Posted in Inspiração with tags , , , , , , , , , , , , , , , , , , , , , , , , on 24/02/2014 by Joe

Ondas concêntricas

Certa vez, contei uma mentira a um homem. Ele respondeu-me assim:

– “Todas as decisões que devo tomar serão baseadas nas suas palavras.”

Desde então, eu só disse a verdade.

Certa vez, reclamei de um presente que recebi, porque não era o que eu queria. Aquela que me presenteou percebeu o desapontamento em meus olhos e disse-me isto:

– “Escolhi o presente mais valioso que poderia encontrar, porque achei que você deveria ter um deste.”

Desde então, fico muito alegre com cada presente que recebo.

Certa vez, um homem contou-me um segredo, o qual eu sussurrei baixinho no ouvido de um outro amigo. O homem disse-me isto, depois de ouvir seu segredo repetido:

– “A razão pela qual contei-lhe o segredo foi porque confiei em você, não em seu amigo.”

Desde então, não confio assim tão facilmente.

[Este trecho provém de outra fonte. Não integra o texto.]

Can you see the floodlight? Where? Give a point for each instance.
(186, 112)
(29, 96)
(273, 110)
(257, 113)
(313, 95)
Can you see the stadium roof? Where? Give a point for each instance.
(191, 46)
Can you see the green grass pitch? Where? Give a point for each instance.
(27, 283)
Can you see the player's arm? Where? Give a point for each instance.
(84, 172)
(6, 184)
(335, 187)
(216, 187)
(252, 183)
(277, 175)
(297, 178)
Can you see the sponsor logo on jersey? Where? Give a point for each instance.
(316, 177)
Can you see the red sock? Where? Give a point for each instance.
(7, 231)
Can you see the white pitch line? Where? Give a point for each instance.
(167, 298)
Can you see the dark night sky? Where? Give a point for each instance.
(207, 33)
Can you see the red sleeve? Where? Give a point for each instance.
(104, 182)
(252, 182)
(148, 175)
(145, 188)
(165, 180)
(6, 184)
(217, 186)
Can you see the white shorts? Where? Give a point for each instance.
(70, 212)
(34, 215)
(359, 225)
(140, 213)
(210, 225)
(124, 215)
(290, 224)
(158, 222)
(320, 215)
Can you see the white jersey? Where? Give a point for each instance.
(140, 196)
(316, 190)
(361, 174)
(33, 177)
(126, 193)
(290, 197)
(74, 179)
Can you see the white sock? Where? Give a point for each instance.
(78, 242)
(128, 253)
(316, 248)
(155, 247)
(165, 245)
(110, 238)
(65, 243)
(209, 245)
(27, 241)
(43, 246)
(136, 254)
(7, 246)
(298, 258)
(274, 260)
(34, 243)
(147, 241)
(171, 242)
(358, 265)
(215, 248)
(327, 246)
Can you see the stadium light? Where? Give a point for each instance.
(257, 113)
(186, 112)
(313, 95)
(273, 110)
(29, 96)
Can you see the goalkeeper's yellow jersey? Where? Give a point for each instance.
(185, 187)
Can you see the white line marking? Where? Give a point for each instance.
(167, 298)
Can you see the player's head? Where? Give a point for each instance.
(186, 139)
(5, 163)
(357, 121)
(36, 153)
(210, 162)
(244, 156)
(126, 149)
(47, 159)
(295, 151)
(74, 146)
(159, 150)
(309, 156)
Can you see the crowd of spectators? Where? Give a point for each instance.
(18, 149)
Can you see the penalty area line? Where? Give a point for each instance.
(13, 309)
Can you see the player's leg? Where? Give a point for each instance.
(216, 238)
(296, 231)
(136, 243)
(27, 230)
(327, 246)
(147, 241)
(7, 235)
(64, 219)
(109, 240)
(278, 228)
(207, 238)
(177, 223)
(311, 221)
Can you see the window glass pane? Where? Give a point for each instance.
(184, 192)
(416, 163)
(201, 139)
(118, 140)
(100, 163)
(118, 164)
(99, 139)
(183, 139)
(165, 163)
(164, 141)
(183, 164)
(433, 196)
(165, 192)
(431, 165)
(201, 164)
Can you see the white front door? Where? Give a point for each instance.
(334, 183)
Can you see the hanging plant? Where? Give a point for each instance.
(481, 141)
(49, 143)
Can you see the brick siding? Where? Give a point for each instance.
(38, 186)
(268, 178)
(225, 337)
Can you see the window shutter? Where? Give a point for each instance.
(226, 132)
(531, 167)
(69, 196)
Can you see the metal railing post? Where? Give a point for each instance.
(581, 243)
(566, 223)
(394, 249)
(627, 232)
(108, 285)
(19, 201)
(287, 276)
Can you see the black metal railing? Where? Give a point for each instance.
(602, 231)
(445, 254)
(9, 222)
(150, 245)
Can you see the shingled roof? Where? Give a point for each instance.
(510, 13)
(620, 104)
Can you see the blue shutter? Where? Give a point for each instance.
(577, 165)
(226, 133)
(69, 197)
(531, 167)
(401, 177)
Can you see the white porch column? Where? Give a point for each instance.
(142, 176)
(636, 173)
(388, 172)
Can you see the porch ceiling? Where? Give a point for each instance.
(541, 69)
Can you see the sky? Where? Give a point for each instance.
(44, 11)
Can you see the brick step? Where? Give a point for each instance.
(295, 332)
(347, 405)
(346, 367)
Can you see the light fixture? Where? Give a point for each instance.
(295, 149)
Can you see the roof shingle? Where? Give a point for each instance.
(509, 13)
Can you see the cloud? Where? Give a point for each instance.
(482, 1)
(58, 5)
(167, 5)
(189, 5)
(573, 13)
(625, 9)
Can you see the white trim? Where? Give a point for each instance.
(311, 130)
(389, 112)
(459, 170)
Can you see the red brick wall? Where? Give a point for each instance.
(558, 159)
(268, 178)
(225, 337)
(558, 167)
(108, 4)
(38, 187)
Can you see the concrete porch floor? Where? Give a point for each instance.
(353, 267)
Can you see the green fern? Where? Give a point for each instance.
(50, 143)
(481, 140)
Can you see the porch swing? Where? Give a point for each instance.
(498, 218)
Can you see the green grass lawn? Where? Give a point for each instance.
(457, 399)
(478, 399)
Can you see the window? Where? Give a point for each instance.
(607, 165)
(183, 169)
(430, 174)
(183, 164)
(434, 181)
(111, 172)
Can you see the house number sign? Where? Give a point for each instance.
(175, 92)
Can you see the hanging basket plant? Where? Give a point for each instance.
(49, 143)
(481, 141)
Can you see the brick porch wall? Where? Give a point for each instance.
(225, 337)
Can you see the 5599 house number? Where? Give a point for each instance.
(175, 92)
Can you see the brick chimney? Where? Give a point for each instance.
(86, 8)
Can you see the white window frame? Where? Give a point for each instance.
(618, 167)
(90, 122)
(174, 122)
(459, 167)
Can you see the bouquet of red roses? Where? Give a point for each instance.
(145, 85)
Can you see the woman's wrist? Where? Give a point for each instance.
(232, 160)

Certa vez, dei um presente a uma amiga e ela chorou. Me desculpei por ser um presente tão pequeno, mas era o que eu podia comprar. E ela me respondeu:

– “Não há nada de errado com o presente, estou emocionada porque você lembrou-se de mim!”

Desde então, eu dou presentes frequentemente.

Estava tentando apenas ser eu mesmo, passando despercebido sem chamar atenção. E me foi dito isto:

– “O fato de você não se adequar faz com que você fique fora de tudo.”

Desde então, eu penso sobre isto. Penso, existo… penso, somos!

Você é um agente muito importante na existência, não vivemos aqui sozinhos. Cada movimento que você faz cria uma onda no oceano do outro. Cada vez que você respira afeta todo o ar em volta de quem está com você. Cada palavra que você expressa bate no ouvido de alguém. Aquilo que você toca é sentido por outra pessoa. Aquilo que você faz, certamente afetará alguém.

O que não faz, ou deixa de fazer, também afetará pessoas.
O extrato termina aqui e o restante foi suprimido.